A minimum of 75 per cent of the monies raised from property rates must be allocated to the provision of services, with a cap of 25 per cent of the revenues raised catering for administrative costs.
Ripplenami Uganda is one company that has been working to ensure property owners are engaged in discussions with local authorities about how property rates revenues are spent in their communities, through a campaign dubbed ‘Services and Fair Tax for Property Owners.’
A number of events have already been conducted in Mbarara City as part of the “Services and Fair Tax for Property Owners” campaign, which seeks to improve the state of services by educating and advocating for greater tax compliance regarding property rates, in return for local government accountability for ensuring that the money collected goes toward providing services.
Similar sensitisation initiatives by Ripplenami Uganda are anticipated in Hoima and Gulu, among other cities.
Mr Ogwang points to the importance of such campaigns, saying that the lack of local governments to relate service delivery to such fees and the ignorance of many property owners are contributing to the underperformance of the property tax.
The Local Government (Rating) Act of 2005 governs property tax, which has been designated as a key source of income for local governments, particularly those in metropolitan areas.
Own-occupied residential properties, which make up more than 60% of the residential properties in urban municipalities in Uganda, are free from property rates tax, as is vacant land.
Property rates are only levied on commercial properties.
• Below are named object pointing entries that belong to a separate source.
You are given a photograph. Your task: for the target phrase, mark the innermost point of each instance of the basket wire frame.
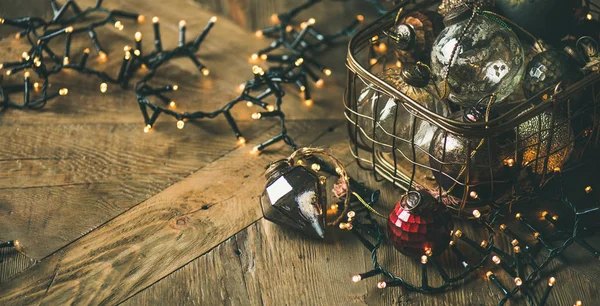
(401, 166)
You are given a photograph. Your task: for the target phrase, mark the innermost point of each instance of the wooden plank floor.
(109, 215)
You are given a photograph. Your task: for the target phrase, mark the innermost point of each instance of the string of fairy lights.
(520, 265)
(294, 63)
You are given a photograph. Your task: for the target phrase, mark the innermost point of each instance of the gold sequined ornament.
(534, 137)
(413, 35)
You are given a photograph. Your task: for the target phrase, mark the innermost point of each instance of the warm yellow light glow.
(102, 57)
(518, 281)
(274, 18)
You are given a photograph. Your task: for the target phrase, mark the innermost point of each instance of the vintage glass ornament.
(393, 120)
(546, 19)
(488, 60)
(546, 69)
(419, 224)
(295, 198)
(534, 138)
(413, 36)
(453, 151)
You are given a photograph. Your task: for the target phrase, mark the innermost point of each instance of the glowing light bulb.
(274, 18)
(102, 57)
(518, 281)
(473, 194)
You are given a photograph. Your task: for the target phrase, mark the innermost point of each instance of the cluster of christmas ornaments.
(464, 68)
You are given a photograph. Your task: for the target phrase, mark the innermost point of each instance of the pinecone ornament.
(419, 224)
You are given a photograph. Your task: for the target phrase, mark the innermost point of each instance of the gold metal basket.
(394, 165)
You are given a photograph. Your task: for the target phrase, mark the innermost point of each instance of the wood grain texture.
(85, 157)
(12, 263)
(158, 236)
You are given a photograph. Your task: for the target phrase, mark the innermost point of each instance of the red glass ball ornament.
(419, 224)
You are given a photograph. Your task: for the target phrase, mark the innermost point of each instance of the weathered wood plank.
(158, 236)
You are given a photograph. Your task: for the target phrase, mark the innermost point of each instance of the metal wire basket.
(556, 109)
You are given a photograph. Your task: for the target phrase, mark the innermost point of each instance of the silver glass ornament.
(488, 60)
(391, 122)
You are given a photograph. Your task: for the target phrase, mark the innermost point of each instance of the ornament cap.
(276, 169)
(457, 14)
(415, 75)
(417, 201)
(403, 35)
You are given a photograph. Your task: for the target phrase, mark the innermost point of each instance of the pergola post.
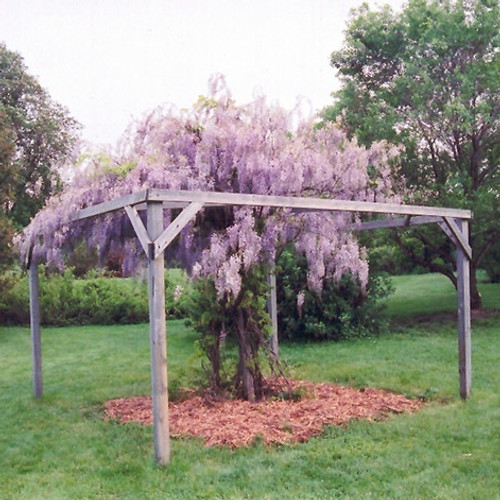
(36, 343)
(158, 336)
(464, 318)
(272, 307)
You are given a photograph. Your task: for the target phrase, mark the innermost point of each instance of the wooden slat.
(139, 228)
(400, 222)
(176, 227)
(446, 230)
(304, 203)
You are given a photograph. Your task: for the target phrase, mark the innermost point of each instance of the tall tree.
(219, 146)
(427, 78)
(36, 137)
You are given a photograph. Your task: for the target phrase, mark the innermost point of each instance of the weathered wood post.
(464, 319)
(272, 307)
(158, 336)
(36, 343)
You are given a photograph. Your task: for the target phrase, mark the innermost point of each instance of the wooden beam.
(464, 319)
(36, 343)
(176, 226)
(111, 206)
(158, 339)
(212, 197)
(139, 228)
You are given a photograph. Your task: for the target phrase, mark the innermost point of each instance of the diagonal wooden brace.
(140, 229)
(176, 226)
(458, 237)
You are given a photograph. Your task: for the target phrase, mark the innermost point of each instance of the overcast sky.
(110, 61)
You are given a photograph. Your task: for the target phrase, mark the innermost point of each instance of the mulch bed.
(236, 423)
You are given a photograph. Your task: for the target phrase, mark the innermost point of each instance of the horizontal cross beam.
(180, 198)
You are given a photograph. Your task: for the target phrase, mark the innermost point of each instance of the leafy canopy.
(427, 78)
(220, 146)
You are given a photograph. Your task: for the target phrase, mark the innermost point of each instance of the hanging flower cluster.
(220, 146)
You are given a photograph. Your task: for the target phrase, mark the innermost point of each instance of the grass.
(60, 447)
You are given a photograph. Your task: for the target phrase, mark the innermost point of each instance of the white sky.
(110, 61)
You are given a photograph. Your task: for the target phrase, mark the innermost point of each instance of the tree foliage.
(220, 146)
(427, 78)
(36, 137)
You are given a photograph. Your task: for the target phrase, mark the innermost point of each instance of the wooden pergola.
(154, 239)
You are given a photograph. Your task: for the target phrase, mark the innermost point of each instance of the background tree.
(427, 78)
(219, 146)
(36, 137)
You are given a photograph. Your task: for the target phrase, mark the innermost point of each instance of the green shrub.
(96, 299)
(341, 310)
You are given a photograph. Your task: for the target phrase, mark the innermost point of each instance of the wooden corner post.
(158, 335)
(464, 318)
(36, 343)
(272, 307)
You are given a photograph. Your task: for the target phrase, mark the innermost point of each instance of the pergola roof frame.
(154, 239)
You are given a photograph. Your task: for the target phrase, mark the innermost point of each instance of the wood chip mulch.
(236, 423)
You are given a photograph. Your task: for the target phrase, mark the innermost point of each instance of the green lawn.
(61, 447)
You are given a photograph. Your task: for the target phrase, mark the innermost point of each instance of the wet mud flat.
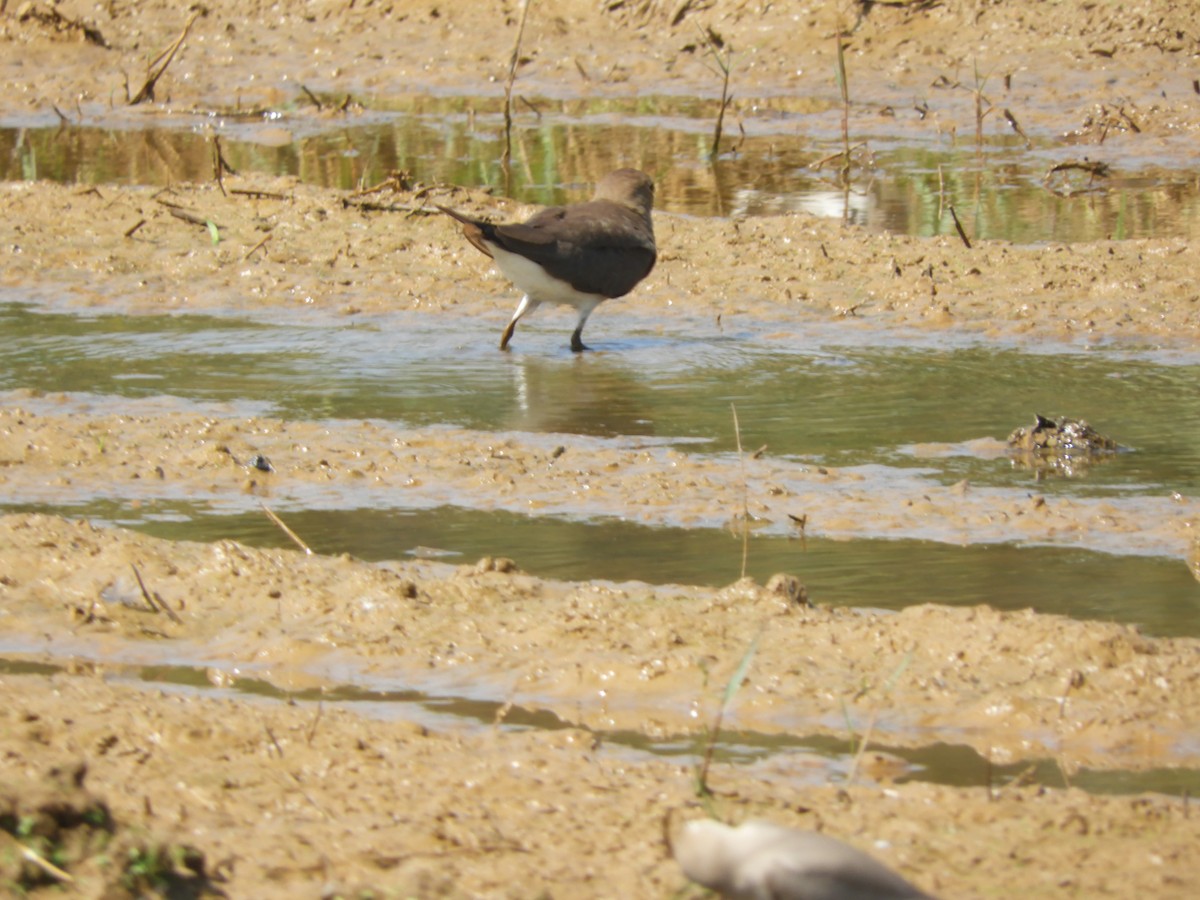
(269, 798)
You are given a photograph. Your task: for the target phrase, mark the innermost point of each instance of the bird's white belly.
(534, 281)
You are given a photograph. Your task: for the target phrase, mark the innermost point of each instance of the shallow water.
(883, 407)
(816, 759)
(906, 177)
(822, 396)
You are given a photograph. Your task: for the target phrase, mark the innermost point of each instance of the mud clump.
(1060, 447)
(57, 833)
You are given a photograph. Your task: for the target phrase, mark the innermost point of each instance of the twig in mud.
(1093, 168)
(274, 742)
(870, 723)
(154, 601)
(312, 97)
(844, 89)
(844, 154)
(257, 195)
(1015, 126)
(731, 691)
(57, 21)
(220, 165)
(258, 246)
(316, 721)
(397, 180)
(45, 864)
(287, 531)
(745, 499)
(185, 216)
(162, 60)
(958, 226)
(514, 61)
(862, 747)
(981, 113)
(715, 43)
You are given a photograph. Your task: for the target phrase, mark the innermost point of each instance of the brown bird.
(760, 861)
(580, 255)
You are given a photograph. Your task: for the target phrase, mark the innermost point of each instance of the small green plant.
(731, 691)
(724, 61)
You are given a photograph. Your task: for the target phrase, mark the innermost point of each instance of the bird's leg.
(577, 345)
(525, 306)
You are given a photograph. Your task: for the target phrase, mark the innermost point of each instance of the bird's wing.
(604, 250)
(475, 231)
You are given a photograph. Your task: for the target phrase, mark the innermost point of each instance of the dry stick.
(46, 865)
(844, 88)
(257, 246)
(862, 747)
(508, 87)
(287, 531)
(184, 215)
(316, 721)
(840, 155)
(731, 691)
(725, 65)
(745, 501)
(220, 165)
(1015, 126)
(155, 601)
(312, 97)
(147, 91)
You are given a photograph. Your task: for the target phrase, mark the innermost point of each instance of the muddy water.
(795, 760)
(906, 177)
(1156, 593)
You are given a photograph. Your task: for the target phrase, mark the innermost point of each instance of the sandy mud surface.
(126, 786)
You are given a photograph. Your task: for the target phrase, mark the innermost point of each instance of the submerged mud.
(285, 798)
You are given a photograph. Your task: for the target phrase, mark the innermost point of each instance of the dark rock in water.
(1062, 447)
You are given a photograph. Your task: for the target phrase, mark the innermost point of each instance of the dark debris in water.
(1060, 447)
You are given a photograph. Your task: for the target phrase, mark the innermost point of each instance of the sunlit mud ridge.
(69, 459)
(1013, 685)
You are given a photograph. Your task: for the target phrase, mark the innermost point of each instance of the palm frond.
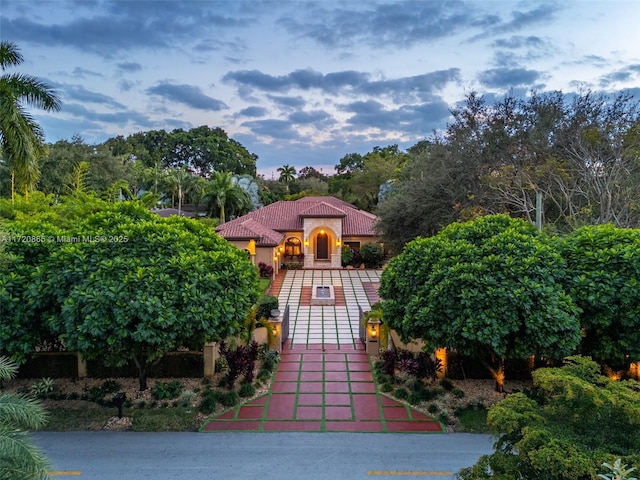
(19, 459)
(28, 89)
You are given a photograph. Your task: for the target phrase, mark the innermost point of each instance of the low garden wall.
(65, 365)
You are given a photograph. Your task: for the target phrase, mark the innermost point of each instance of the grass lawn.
(93, 417)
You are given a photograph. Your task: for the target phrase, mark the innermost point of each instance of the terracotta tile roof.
(322, 209)
(289, 216)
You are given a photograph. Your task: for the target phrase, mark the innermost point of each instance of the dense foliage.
(603, 271)
(19, 458)
(572, 422)
(490, 289)
(580, 152)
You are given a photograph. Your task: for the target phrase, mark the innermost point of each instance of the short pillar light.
(276, 328)
(373, 336)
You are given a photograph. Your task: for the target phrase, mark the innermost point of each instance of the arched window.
(292, 247)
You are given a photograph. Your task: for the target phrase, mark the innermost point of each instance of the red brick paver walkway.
(322, 387)
(330, 390)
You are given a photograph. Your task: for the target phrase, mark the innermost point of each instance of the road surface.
(264, 456)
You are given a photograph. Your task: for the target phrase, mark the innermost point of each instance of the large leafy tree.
(19, 458)
(201, 150)
(21, 138)
(138, 286)
(603, 272)
(35, 229)
(572, 422)
(427, 195)
(580, 152)
(488, 288)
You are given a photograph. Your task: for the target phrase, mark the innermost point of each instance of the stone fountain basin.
(323, 295)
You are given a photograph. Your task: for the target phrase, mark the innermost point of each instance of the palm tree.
(21, 138)
(19, 459)
(287, 175)
(223, 191)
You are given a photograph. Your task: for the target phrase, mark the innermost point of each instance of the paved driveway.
(324, 381)
(327, 325)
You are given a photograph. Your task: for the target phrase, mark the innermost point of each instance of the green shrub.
(386, 387)
(401, 393)
(263, 375)
(208, 402)
(447, 385)
(247, 390)
(42, 388)
(416, 397)
(228, 399)
(265, 304)
(167, 391)
(372, 255)
(456, 392)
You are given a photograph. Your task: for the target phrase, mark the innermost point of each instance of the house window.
(292, 247)
(355, 246)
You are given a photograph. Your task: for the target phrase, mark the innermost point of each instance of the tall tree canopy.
(21, 138)
(490, 288)
(603, 272)
(581, 152)
(201, 150)
(142, 286)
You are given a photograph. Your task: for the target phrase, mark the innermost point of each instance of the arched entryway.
(322, 246)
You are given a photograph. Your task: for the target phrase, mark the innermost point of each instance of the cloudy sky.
(304, 83)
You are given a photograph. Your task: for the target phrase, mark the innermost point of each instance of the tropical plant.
(19, 459)
(617, 471)
(287, 175)
(572, 422)
(223, 194)
(21, 138)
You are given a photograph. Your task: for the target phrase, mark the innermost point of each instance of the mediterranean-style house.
(310, 230)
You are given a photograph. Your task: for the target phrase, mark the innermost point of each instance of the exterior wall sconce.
(373, 336)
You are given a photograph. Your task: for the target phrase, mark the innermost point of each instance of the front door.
(322, 246)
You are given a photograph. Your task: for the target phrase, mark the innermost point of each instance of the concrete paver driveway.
(324, 381)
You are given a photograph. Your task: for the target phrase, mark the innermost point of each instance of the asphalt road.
(264, 456)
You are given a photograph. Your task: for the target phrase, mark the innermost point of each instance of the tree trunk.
(141, 364)
(496, 367)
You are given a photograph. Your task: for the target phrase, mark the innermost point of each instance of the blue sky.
(304, 83)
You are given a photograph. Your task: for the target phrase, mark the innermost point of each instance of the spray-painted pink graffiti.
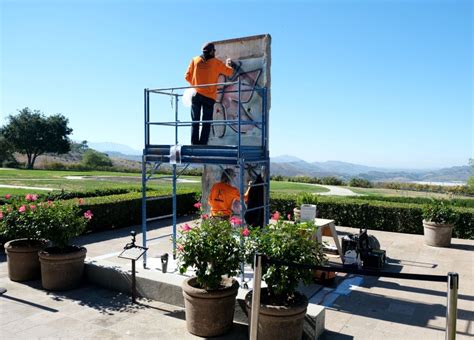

It is a tax on all immovable property or buildings that are commercially managed like schools, rented houses, rented shops, factories, hotels, universities and any part of which is used for the purpose of business, even if it is occupied by the owner of the business.
Property rates tax is is different from rental income tax. Property rates tax is based on a property’s value, whereas rental income tax is based on the rental income you earn from a rented property.
The LGFC estimates that there are at least 250,000 properties with assessed property rates, with an average compliance rate of roughly 70%.